To enforce that distance, the Crystal Cathedral goes so far as to change the biblical text. While many of the Passion events are open to different interpretations, one of the things on which all the Gospel writers agree is the culpability of the mob in Jesus’ death. The mob demanded it. They howled for it. But in the Crystal Cathedral version, the mob never even mentions crucifixion. Instead, when Pilate comes to them with his offer to release one prisoner in accordance with custom, the mob merely demands the release of the murderer Barabbas. Jesus is marched off to his execution while the mob watches––silently.
But even more remarkable than this dramatic change in the biblical account is the Crystal Cathedral’s rewording of the Lord’s Prayer. The Garden Grove Jesus teaches his audience:
Our Father in heaven,
We know your holy name.
We ask that your kingdom come,
May your will be done
On earth just as it is in heaven.
Forgive us those who have wronged us.
Lead us not into temptation
But deliver us from evil.
For yours is the kingdom, and the power, and the glory forever;
And whatever you ask, believing in,
You will receive, and nothing will be impossible for you.
In Garden Grove, not only is the mob guiltless in Jesus’ death, but the very notion of personal responsibility for doing wrong—sin—is swept away. “Forgive us our sins as we forgive those who sin against us” is replaced by the syntactically grotesque “forgive us those who have wronged us.”
This brings us to the core of the problem presented by the “Glory of Easter.” Schuller and his team are not to be condemned for the scale of their production. On the contrary they should be commended for technically doing it so well (if extravagance were a fault, we might as well condemn Bach and the townsfolk of Oberammergau too). The problem does not lie in the donkey, tiger, earthquake, and angels. It lies in the fact that by both dismissing the role of the observer’s sin in Jesus’ death and by removing the central role of the Atonement from the drama, the story becomes only one more tale of the suffering hero. Siegfried, King Arthur, John Henry and Jesus of Nazareth. We are not participants in this story, compelled by it to self-examination and reflection upon the sinfulness of our own lives, a self-examination that leads to confession and repentance and the vow to live hereafter a more godly, righteous, and sober life.
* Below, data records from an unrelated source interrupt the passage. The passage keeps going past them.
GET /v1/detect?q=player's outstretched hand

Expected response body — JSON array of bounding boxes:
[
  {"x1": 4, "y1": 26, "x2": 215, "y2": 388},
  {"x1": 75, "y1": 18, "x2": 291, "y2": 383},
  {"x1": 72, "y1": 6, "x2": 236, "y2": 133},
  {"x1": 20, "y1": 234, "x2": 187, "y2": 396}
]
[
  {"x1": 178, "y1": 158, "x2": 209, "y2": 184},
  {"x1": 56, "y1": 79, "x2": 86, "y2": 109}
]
In short, the Crystal Cathedral presents a passion that is Christian only in its contour, not its content. The broad outlines of the Gospel stories are maintained. This Jesus is kind and wise. He heals. He makes many people happy by loving them and telling them that they can have anything they want if they only believe. And he finally triumphs over a tragic end.
But so does Tinkerbell. This Jesus is little more than a cosmic pixie from Never-Never Land. He tells us to ask for bread, for safety, and promises us anything we want, “if we only believe.” Fairy dust for everybody, and nothing is required––not that we forgive others, not that we acknowledge our own deep perversions and inextricable duplicities, not that we repent and take up a cross and follow him. Schuller’s spectacle is hugely entertaining. And it may even be uplifting and “empowering.” But it’s not Christianity.
By offering the hope of healing and resurrection without shame and repentance, the Crystal Cathedral’s Passion Play presents a fraudulent gospel, a kind of cheap grace tarted-up by high-tech smoke and mirrors. And while it is uncomfortable to call the “Glory of Easter” a simple fraud, it is even more uncomfortable to think that this work may represent the kind of Christianity that the folks at the Cathedral apparently prize: a Christianity that requires little more of its faithful than a sparkling grin and an optimistic outlook, a religion high on receipts but low in responsibilities. I hope this is not the case. But if it is, it speaks grimly of a people biblically illiterate and spiritually etiolated. But as I said, it’s a great show.
Michael R. Linton is head of the Division of Music Theory and Composition at Middle Tennessee State University.